Once back in my room I am torn between returning to Mulder's room and locking myself in, pretending nothing ever happened. I opt for the second option, the easy way out. As usual.

I lean against the door and slowly glide down. My heart is still palpitating and I will it to slow down. But my body is giddy all over. Mulder's touch has unleashed something in me. Something I thought I had buried deep down.

I have been attracted to Mulder for a while now. But from the start it was clear to me that I could not pursue this line of thought. That I had to bury any feelings that were not merely comradely so deep down that they had no chance of re-surfacing. This was my job, after all, and I could in no way put it on the line for something as trivial as sexual attraction. (Never mind that it soon became clear that his body was not the only part of him I was attracted to).

Mulder doesn't make it easy, though. And the rare but unambiguous looks he sometimes gives me don't help either. But I always assumed that I received those looks because Mulder has some form of... appreciation for women in general. Sure, we seem to be a good match as partners, and Mulder seems to value my point of view, which more often than not differs from his. But never in a million years had I expected Mulder to be more than physically attracted to me. In fact, his bantering and glancing had started to cool off a little in the past few months, and I had begun to believe that he no longer looked at me the way he used to.

But what I felt tonight promised otherwise. What I felt tonight spoke unmistakeably of suppressed feelings rather than indifference. And I know all there is to know about suppressed feelings. Oh how I do. While I might be good at telling myself that Mulder and I can and never will be an item, when I am alone and lonely, my mind can conjure up a thousand different images of what Mulder could be doing to me right about now. And let it suffice to say that none of them are in any form comradely.

But I have to stop my mind from going there.
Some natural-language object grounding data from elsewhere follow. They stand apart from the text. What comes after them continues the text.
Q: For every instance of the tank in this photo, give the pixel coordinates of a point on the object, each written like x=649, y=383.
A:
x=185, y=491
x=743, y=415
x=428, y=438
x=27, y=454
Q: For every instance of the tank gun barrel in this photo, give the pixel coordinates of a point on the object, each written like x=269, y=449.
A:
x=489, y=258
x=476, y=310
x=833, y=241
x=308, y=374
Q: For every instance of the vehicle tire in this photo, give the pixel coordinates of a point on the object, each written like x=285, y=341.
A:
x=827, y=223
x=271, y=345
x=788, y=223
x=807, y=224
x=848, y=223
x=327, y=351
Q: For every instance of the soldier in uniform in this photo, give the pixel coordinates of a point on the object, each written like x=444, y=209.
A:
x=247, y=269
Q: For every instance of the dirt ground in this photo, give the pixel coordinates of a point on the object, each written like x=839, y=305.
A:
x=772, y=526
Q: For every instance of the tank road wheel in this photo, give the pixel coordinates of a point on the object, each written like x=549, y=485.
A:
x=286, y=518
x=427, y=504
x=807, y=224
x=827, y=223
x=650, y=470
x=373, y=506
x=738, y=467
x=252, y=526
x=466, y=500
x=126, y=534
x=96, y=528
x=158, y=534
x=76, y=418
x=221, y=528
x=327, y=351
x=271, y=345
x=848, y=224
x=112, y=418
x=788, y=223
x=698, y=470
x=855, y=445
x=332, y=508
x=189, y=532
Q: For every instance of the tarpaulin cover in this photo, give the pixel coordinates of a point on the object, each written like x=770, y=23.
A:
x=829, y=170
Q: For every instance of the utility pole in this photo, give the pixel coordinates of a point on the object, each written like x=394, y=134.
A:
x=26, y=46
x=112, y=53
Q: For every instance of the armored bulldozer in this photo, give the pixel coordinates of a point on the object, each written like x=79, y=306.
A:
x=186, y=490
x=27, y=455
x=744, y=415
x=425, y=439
I don't want this night to turn into another one of those wretched nights, where I masturbate on my side of the connecting door, thinking about Mulder on the other side, wondering if he is thinking about me in that way too.

And so I step into the shower, turn it to ice cold, and let it wash my unchaste thoughts about my partner away. I recount all the reasons why a night of passion shared with Mulder is a bad idea, and after what feels like an eternity am able to convince myself that I have made the right decision. I step out of the shower, rub my hair down, put on fresh underwear, and wrap my body in a towel to regain some of the lost body heat.

Having returned to my room I pull my pyjamas from my suitcase and start to untie the towel. But as soon as the towel starts to slide, I can hear a deep, guttural growl coming from the dark corner. I immediately reach for the towel, trying to re-cover my body, but I can hear a low voice exclaim "Don't!".

I lower the towel again, upon which Mulder sighs "Jesus, Scully!". I am glad it is dark in my room, because I am sure the shade of my blush almost matches my hair.

"Turn around."

My body and my mind start to wager a war. We have still not violated any rules concerning partnerly conduct (besides the alcohol we shared in Mulder's room), but revealing my half-naked body to my partner will be in violation, beyond question. But I long for Mulder to see me. I want to see him see me. I want to observe his reaction to seeing me like this for the first time. I want to see how his body responds to mine, want to know if he finds me as arousing as I find him. I need to know if he finds me as arousing as I find him. And so I turn.